Na sexta-feira, Putin não chegou a confirmar que assinaria o acordo, em parte, acredita Stanovaya, porque está à espera para ver como se desenrolarão os aparentes desacordos dentro da administração dos EUA sobre o plano.
Marco Rubio, secretário de Estado norte-americano, destacou no sábado que os Estados Unidos são os “autores” do plano de paz, depois de um senador republicano ter afirmado que Rubio se distanciou da proposta e chamou-a de iniciativa russa.
“O Kremlin está observando qual facção dentro da administração dos EUA prevalece. É muito cedo para Moscou comemorar”, disse Stanovaya.
A esperança da Ucrânia, tal como em rondas diplomáticas anteriores, é que, juntamente com os seus aliados europeus, possa transformar a proposta em algo aceitável para Kiev e persuadir Trump a apoiar essa versão.

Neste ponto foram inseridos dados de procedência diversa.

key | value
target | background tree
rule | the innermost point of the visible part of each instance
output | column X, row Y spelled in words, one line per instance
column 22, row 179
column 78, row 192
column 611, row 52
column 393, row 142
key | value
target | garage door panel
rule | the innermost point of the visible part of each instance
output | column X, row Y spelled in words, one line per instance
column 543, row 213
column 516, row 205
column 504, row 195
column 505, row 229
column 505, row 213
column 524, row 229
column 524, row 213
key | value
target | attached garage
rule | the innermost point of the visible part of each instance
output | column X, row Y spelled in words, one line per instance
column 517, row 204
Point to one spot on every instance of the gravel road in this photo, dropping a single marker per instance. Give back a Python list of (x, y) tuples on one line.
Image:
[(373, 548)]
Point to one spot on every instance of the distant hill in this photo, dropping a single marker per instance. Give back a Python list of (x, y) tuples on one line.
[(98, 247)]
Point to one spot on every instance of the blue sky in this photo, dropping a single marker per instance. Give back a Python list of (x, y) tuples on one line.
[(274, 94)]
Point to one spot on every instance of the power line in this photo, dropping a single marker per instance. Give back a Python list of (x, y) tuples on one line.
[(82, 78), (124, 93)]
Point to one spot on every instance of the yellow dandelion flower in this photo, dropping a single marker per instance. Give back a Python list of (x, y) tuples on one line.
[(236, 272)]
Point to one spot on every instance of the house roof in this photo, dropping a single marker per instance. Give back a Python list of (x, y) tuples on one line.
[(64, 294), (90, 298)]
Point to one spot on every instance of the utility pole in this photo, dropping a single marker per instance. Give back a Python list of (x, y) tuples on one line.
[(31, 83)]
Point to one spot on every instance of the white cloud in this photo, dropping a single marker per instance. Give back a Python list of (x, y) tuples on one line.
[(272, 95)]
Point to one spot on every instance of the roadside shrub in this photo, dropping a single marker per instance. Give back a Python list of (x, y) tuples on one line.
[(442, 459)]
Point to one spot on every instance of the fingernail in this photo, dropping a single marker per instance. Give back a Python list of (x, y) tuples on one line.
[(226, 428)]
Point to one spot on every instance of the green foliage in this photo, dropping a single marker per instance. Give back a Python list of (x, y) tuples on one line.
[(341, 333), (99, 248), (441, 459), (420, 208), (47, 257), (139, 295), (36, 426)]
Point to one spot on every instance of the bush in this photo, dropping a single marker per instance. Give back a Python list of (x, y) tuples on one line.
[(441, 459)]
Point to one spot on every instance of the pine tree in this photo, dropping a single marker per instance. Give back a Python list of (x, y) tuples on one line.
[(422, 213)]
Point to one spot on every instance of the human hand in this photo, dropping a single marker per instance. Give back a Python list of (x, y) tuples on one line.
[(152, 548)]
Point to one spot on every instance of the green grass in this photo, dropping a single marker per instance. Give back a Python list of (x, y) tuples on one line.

Na segunda-feira, os Estados Unidos e a Ucrânia elaboraram um plano de paz de 19 pontos que é marcadamente mais favorável a Kiev, mas adiaram as questões politicamente mais sensíveis para mais tarde.
É quase certo que Moscovo rejeitará a contraproposta e voltará à estaca zero.
Com os acontecimentos a evoluir rapidamente, Putin deverá ficar em segundo plano por enquanto, segundo Fyodor Lukyanov, analista de política externa próximo do Kremlin.
Lukyanov disse que a Rússia manterá a pressão militar “no seu nível atual” até que a Ucrânia aceite o plano original de 28 pontos, após o que Moscovo estará pronto para iniciar discussões detalhadas.
“A bola está do outro lado”, acrescentou Lukyanov.